Jim Diamond 4am - 7am
Age verification plans could pose data security risks, experts warn
8 February 2022, 13:44
The Government has announced plans to require porn sites to verify the age of users in an expansion of the draft Online Safety Bill.
The Government’s plan to require websites that publish pornography to verify the age of their users could pose a data security risk, cybersecurity experts have warned.
As part of a strengthening of the proposed Online Safety Bill, digital minister Chris Philp has said affected sites will need to put “robust checks” in place to ensure users are 18 or over.
The Government has said that the measures should not process or store data that is irrelevant to the purpose of checking someone’s age.
But cyber experts have warned that any extra steps which rely on the transfer of data could be appealing to cybercriminals.
“This announcement is very welcome; countless studies have shown the detrimental effect online pornography can have on the way young people understand healthy relationships, sex and consent. So limiting access to extreme content should be applauded,” Jamie Akhtar, chief executive of cybersecurity firm CyberSmart, said.
“However, despite the commitment to user privacy outlined in the Government’s announcement, the process may pose security risks for adults.
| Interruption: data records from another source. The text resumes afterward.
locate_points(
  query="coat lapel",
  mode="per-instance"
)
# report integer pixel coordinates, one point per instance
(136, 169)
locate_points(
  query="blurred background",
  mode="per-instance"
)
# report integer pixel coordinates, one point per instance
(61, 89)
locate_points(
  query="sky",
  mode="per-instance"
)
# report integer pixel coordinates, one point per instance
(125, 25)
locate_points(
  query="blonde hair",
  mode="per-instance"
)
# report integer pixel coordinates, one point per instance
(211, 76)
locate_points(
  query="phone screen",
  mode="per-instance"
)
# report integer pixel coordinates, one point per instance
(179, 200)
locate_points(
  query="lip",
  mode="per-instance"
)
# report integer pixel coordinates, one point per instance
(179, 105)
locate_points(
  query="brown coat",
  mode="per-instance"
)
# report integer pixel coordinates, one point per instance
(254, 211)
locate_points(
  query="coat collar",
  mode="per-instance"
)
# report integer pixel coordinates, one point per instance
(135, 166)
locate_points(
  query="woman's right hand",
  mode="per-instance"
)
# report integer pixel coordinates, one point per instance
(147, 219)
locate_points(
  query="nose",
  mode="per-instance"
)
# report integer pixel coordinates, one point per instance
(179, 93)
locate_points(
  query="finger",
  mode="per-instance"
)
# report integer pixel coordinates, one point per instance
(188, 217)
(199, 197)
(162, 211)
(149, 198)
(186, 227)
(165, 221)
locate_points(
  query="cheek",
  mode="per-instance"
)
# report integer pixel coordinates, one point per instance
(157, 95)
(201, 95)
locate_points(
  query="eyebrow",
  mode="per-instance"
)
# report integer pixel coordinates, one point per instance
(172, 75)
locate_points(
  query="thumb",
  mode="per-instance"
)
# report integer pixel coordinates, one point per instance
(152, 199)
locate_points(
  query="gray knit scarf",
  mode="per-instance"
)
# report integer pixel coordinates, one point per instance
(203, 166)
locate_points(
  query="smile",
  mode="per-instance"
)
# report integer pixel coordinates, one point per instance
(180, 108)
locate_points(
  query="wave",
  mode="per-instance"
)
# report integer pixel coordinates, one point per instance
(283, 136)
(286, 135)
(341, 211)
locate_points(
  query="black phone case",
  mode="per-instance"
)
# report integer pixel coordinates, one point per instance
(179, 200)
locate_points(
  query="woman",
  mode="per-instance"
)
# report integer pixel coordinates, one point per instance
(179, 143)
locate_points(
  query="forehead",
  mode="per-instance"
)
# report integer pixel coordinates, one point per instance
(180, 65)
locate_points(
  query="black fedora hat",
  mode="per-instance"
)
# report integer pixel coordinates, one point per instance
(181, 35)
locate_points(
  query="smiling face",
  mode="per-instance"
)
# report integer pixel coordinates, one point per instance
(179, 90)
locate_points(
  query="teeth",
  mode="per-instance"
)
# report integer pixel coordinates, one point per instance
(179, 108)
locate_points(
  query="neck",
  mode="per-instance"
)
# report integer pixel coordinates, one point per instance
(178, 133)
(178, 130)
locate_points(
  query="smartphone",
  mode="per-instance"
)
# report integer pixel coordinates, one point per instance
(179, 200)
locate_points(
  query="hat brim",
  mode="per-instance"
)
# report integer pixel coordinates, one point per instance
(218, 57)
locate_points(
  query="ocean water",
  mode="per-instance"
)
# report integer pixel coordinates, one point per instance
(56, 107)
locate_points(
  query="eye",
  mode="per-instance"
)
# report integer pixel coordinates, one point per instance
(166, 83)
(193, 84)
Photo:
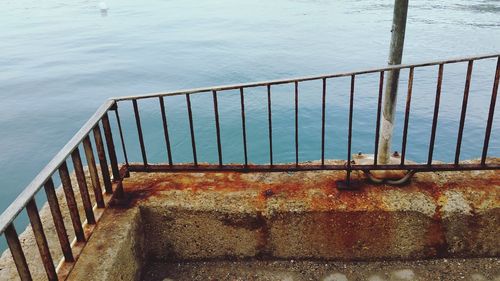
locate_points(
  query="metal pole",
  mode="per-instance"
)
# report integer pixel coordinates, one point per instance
(391, 87)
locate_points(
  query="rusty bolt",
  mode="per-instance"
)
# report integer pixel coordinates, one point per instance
(268, 193)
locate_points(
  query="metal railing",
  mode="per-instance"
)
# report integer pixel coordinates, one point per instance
(112, 182)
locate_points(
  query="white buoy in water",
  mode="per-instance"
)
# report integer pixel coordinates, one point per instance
(103, 6)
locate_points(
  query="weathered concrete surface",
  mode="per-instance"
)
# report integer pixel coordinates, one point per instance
(302, 215)
(115, 250)
(484, 269)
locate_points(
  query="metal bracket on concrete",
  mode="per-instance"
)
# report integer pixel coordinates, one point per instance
(405, 179)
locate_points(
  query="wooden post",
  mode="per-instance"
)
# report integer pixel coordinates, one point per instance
(391, 87)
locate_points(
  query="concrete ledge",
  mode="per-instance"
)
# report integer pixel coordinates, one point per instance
(281, 216)
(115, 251)
(195, 216)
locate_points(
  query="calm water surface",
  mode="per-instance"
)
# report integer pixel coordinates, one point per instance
(60, 60)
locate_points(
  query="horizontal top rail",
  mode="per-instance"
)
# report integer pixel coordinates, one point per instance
(302, 79)
(36, 184)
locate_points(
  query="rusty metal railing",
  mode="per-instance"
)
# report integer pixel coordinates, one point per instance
(112, 181)
(348, 166)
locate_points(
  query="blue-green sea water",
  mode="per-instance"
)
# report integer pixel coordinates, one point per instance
(60, 60)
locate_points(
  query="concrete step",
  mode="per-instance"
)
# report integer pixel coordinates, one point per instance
(291, 270)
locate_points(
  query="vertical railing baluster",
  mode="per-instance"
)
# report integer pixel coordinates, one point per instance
(217, 126)
(490, 114)
(407, 116)
(243, 126)
(139, 132)
(94, 176)
(436, 113)
(270, 124)
(296, 123)
(82, 185)
(191, 129)
(323, 113)
(17, 253)
(108, 135)
(41, 240)
(165, 130)
(58, 220)
(379, 110)
(101, 154)
(122, 139)
(70, 200)
(464, 111)
(349, 137)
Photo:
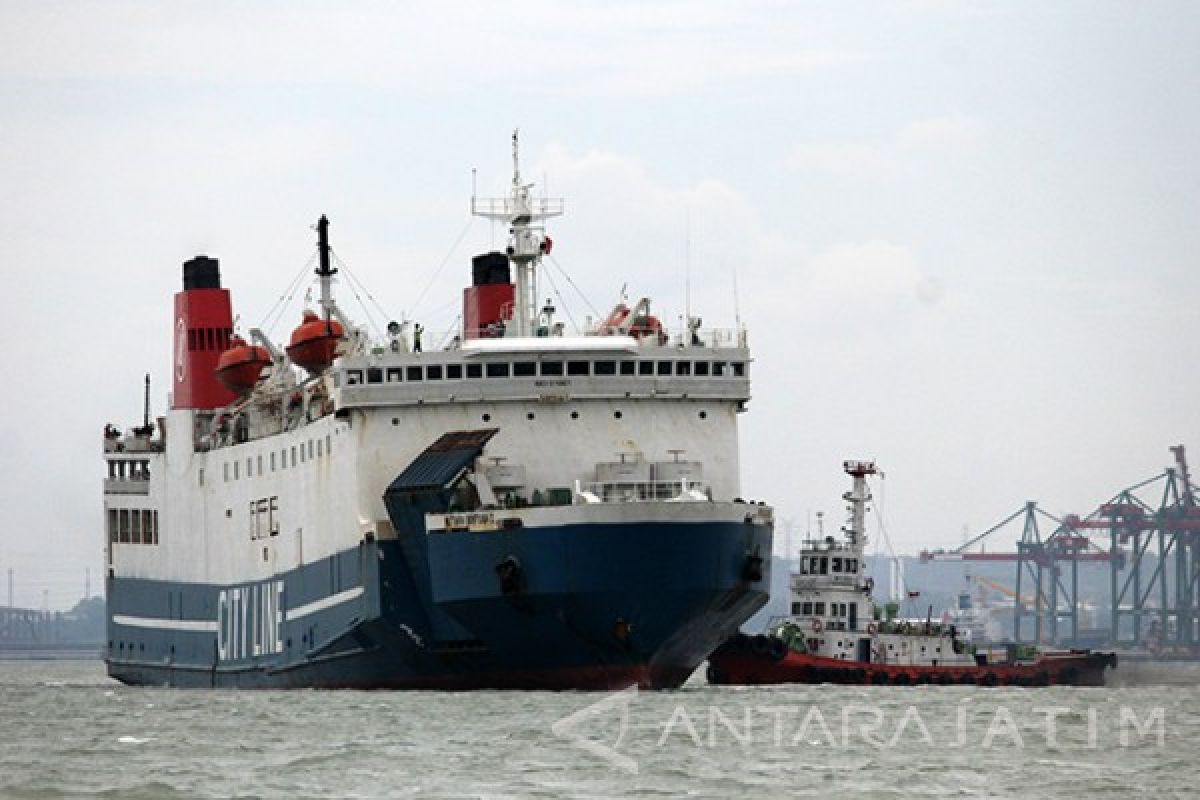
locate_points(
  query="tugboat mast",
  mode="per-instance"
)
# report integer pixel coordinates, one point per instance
(527, 240)
(858, 497)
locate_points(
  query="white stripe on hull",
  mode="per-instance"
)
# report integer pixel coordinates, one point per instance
(197, 625)
(324, 602)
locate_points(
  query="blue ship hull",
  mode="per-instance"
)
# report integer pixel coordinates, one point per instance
(576, 606)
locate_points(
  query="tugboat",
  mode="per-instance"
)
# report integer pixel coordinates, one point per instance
(837, 635)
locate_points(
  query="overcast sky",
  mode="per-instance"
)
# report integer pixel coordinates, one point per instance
(965, 236)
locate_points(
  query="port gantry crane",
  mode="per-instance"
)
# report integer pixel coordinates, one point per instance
(1155, 596)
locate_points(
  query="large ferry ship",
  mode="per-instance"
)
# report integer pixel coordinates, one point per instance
(519, 507)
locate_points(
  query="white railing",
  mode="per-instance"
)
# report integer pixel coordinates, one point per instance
(642, 492)
(433, 341)
(126, 486)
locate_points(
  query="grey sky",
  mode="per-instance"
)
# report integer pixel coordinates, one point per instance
(965, 235)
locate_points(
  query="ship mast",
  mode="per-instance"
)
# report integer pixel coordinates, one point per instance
(324, 271)
(523, 215)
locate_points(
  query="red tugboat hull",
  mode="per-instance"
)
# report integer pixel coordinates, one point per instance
(762, 660)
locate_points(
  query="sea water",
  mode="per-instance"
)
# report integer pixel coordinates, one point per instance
(69, 731)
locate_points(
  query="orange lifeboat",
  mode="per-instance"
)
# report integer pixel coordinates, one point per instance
(240, 367)
(315, 342)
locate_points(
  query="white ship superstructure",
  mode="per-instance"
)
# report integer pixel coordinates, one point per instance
(261, 537)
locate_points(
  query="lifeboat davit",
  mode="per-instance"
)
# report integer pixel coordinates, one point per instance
(315, 342)
(240, 367)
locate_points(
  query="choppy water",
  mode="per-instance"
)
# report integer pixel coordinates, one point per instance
(71, 732)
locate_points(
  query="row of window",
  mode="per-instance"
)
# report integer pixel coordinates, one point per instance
(129, 470)
(299, 453)
(133, 525)
(209, 338)
(545, 370)
(264, 517)
(819, 609)
(825, 565)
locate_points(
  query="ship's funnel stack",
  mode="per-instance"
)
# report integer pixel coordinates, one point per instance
(487, 301)
(203, 326)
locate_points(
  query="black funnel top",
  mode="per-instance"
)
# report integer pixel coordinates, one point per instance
(202, 272)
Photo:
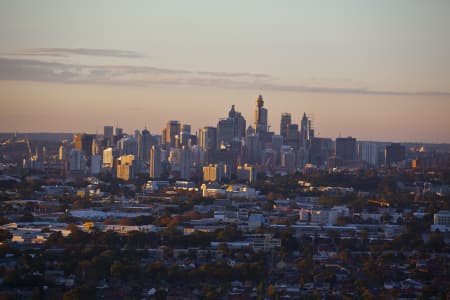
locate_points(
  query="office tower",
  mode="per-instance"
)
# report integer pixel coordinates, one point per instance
(320, 150)
(346, 148)
(225, 132)
(171, 131)
(288, 159)
(108, 134)
(261, 116)
(268, 159)
(208, 142)
(127, 145)
(185, 128)
(215, 172)
(185, 163)
(293, 136)
(305, 130)
(118, 132)
(145, 146)
(155, 162)
(83, 141)
(207, 138)
(394, 153)
(77, 162)
(62, 153)
(126, 167)
(77, 141)
(108, 158)
(95, 148)
(277, 142)
(285, 122)
(108, 131)
(185, 134)
(230, 128)
(368, 152)
(246, 172)
(252, 149)
(96, 164)
(239, 123)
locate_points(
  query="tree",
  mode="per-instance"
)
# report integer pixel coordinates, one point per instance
(83, 292)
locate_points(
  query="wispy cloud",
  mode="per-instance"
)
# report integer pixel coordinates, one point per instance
(66, 52)
(36, 70)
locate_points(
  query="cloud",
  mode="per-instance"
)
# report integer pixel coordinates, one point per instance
(35, 70)
(66, 52)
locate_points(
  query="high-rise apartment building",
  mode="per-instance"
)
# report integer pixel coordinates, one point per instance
(368, 152)
(285, 122)
(394, 153)
(126, 166)
(261, 116)
(155, 162)
(170, 133)
(346, 148)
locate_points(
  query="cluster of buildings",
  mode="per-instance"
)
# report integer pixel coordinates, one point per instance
(229, 150)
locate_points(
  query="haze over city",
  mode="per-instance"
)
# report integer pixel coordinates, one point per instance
(375, 70)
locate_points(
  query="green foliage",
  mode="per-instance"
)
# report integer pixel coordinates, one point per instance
(83, 292)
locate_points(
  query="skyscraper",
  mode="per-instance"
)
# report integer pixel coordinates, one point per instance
(368, 152)
(293, 136)
(126, 167)
(285, 122)
(108, 133)
(346, 148)
(171, 131)
(207, 138)
(394, 153)
(145, 144)
(155, 162)
(230, 128)
(83, 141)
(261, 116)
(239, 125)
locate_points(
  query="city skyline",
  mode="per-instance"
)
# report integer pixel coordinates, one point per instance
(375, 71)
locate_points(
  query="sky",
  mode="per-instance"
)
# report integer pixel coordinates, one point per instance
(375, 70)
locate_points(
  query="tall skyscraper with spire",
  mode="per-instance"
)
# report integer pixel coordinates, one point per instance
(284, 124)
(261, 116)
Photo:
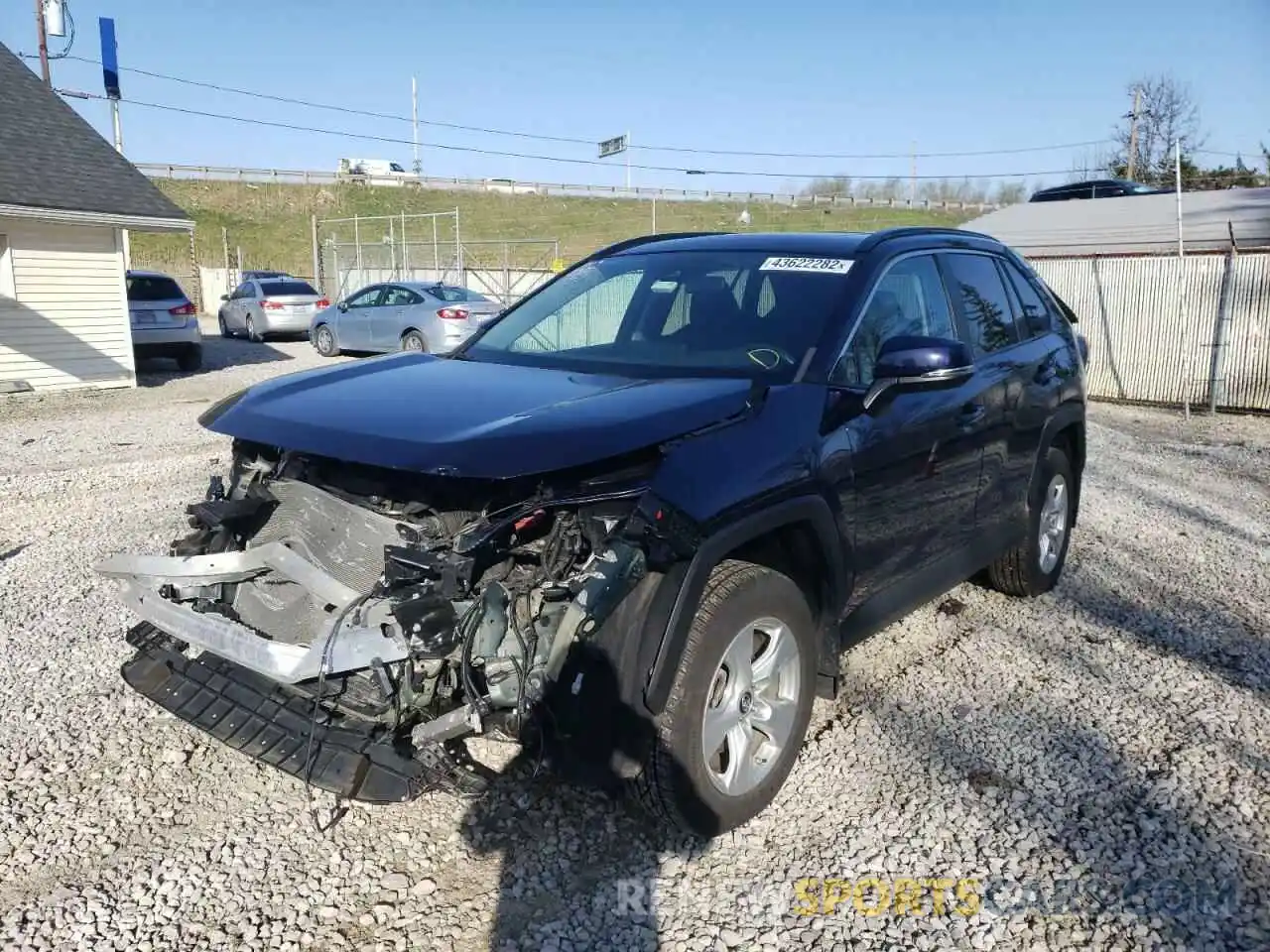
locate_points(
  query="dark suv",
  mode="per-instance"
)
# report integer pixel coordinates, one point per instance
(633, 522)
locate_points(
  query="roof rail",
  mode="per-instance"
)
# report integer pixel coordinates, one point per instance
(645, 239)
(915, 230)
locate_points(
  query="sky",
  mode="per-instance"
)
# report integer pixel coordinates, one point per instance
(748, 76)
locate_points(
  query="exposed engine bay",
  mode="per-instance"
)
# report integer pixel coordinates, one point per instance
(409, 610)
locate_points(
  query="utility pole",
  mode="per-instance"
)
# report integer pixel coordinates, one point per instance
(1133, 132)
(414, 121)
(1178, 181)
(44, 44)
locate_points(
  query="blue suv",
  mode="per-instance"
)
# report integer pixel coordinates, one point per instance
(634, 520)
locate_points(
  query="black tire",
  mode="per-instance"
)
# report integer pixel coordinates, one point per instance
(1019, 571)
(674, 783)
(190, 358)
(324, 341)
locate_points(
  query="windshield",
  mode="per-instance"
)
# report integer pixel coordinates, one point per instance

“Data is the lifeblood of cybercrime and adding an extra step that requires the transfer of personal data – for verification – could well make adult sites a key target for criminals.
“Of course, this risk is far outweighed by the potential benefits, but it’s worth sounding a cautionary note and urging adults who use these sites to be as diligent as possible.”
The Government has said the possible measures put in place could include using secure age verification technology to confirm a user possesses a credit card and is therefore 18 or over, or by using a third-party service to confirm someone’s age against government data.
Mr Philp said it was “too easy for children to access pornography online” and that “parents deserve peace of mind that their children are protected online from seeing things no child should see”.
He added that the age verification measures would make the internet safer for children.
And while the Government has said that Ofcom may recommend the use of certain age verification technology that it deems secure, experts have said it could still be “a double-edged sword” because it involved the transfer of personal data.
“Yes, age verification services do exist today – and are in fact quite common in some online business sectors. However, we must remember that the most effective age verification methods require users to share their personal information, whether it is their photo, ID, phone number, credit card or anything else,” Yaniv Balmas, vice president of research at Salt Security, said.
“This is somewhat a double-edged sword; while it will certainly help reduce the exposure of these websites to the underaged, it also creates a privacy concern in which porn sites will now have the theoretical ability to identify their previously anonymised users, and protecting this data will now be shifted to their responsibility.
“In fact, the privacy threat could be even greater if the Government tries to assist the process by allowing companies access to citizens’ information by issuing a new government-backed API solution – which might actually put the entire database at risk from malicious actors looking to abuse it.”